In late 1958, the council awarded a bid for the “correction and alleviation” of a slide between Hillcrest and Wyman. In early 1959, the council approved a notice of completion for the correction of what since had been dubbed the Marina View Slide.

In 1980, the city sold the previously condemned Wyman Street lot and an adjacent one to a private individual who put houses on both parcels. One of the properties was damaged in the March slide. It is adjacent to the house of the Walker family, who were routed by the recent slide when their backyard collapsed and undermined the foundation of the house.

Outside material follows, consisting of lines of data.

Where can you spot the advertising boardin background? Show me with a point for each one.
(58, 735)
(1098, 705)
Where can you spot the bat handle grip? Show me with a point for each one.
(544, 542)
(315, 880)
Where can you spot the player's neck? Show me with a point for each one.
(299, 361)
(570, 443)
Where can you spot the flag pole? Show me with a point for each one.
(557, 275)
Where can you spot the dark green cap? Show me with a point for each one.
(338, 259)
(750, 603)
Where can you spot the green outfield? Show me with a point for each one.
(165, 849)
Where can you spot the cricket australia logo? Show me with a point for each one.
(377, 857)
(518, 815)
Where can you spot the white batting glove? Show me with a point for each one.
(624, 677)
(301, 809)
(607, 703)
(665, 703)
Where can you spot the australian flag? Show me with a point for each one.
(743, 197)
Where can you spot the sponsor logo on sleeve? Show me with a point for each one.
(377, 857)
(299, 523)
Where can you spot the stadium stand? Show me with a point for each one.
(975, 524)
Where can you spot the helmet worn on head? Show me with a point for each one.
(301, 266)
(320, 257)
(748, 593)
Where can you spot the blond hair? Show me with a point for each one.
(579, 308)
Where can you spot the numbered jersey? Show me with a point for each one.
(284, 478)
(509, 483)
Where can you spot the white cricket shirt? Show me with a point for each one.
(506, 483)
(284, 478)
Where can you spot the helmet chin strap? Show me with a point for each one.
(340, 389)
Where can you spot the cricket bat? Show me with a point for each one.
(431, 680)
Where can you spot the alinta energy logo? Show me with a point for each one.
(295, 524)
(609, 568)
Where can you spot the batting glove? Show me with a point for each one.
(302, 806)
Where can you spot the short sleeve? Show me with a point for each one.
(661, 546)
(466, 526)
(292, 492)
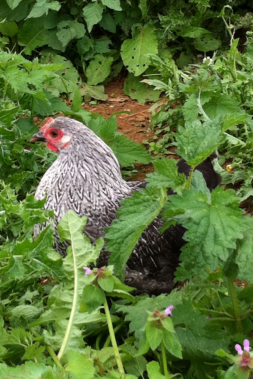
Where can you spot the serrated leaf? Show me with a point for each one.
(221, 104)
(166, 175)
(134, 51)
(113, 4)
(98, 69)
(92, 14)
(8, 28)
(172, 344)
(134, 215)
(213, 226)
(79, 365)
(207, 43)
(139, 91)
(32, 35)
(207, 136)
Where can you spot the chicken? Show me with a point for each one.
(86, 178)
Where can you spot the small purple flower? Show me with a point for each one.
(168, 311)
(87, 270)
(246, 347)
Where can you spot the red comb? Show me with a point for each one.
(47, 124)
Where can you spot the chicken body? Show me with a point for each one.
(86, 178)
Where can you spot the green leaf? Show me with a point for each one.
(98, 69)
(154, 371)
(172, 344)
(128, 151)
(77, 100)
(213, 226)
(93, 297)
(134, 215)
(139, 91)
(69, 30)
(113, 4)
(8, 28)
(197, 141)
(166, 175)
(93, 14)
(221, 104)
(32, 35)
(207, 43)
(134, 51)
(13, 3)
(42, 7)
(107, 283)
(79, 365)
(154, 335)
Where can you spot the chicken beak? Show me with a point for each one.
(38, 137)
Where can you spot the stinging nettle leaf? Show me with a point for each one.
(134, 51)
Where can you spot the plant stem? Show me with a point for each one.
(165, 366)
(233, 295)
(107, 342)
(54, 356)
(113, 339)
(188, 184)
(72, 314)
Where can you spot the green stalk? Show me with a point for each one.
(165, 366)
(113, 339)
(54, 356)
(107, 342)
(188, 184)
(72, 314)
(233, 295)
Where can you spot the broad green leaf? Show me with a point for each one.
(13, 3)
(69, 30)
(197, 141)
(128, 151)
(214, 223)
(134, 51)
(8, 28)
(32, 35)
(98, 69)
(42, 7)
(113, 4)
(221, 104)
(93, 14)
(154, 371)
(166, 175)
(207, 42)
(154, 335)
(139, 91)
(79, 365)
(172, 344)
(30, 370)
(134, 215)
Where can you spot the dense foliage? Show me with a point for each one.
(59, 318)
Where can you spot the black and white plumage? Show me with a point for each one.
(86, 178)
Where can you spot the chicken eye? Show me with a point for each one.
(54, 134)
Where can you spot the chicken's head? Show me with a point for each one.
(54, 135)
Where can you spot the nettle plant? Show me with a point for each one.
(62, 318)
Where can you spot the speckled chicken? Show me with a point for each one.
(86, 178)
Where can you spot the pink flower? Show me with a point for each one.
(168, 311)
(87, 270)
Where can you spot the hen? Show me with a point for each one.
(86, 178)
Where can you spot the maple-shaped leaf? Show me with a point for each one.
(214, 223)
(197, 141)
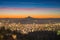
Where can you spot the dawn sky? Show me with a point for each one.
(34, 8)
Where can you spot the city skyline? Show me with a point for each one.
(33, 8)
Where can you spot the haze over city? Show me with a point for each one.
(36, 9)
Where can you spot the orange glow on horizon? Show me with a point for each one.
(34, 16)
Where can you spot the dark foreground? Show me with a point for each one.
(37, 35)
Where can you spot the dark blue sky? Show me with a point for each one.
(30, 3)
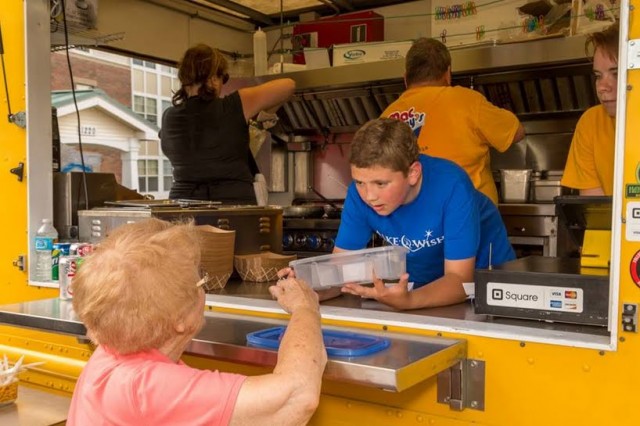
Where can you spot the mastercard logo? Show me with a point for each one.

The Walkers spent about a month in a nearby hotel at city expense before moving in with friends.

On April 17, the city proposed to pay for an “interim fix” of the slide, expected to cost between $100,000 and $150,000. The city described the payment as a humanitarian offer it had no legal obligation to make because it did not cause the landslide. A permanent fix would come at a future date, officials said, holding out the prospect of state or federal help. But last week the Federal Emergency Management Agency rejected California’s request for aid to 19 counties, including Contra Costa, that suffered damage from the March storms.

In order to proceed with the interim fix, the city required homeowners to release the city from liability for any damage caused by the interim fix work and to take on liability for any legal action from third parties. But most of the homeowners balked, and submitted a modified agreement that would not indemnify the city for third party litigation. The city rejected the modified agreement, saying it was litigious and put the city at risk.

On June 9, in an e-mail to Bay Area News Group, Rodriguez elaborated on his April 27 news release and his statement that geotechnical experts had said it did not appear that any prior city work or property ownership contributed in any way to the most recent slide. He said the city’s geotechnical expert, Alan Kropp of Berkeley-based Alan Kropp & Associates, made statements to that effect at a March 30 meeting with homeowners, “and possibly at other City Council meetings at which the matter was discussed.”

One of the homeowners affected by the slide, Joe Romey, has challenged the city to produce proof that any experts — the news release speaks of them in the plural — made statements to that effect.

“I don’t believe it,” Romey said. “Prove it.”

Kropp, in a June 18 e-mail, said he was traveling abroad and would look into the issue when he returns this week.

The homeowners want the city to hire Kropp or another geological expert to perform tests. Rodriguez said last week that the city cannot proceed as long as the homeowners do not sign the release.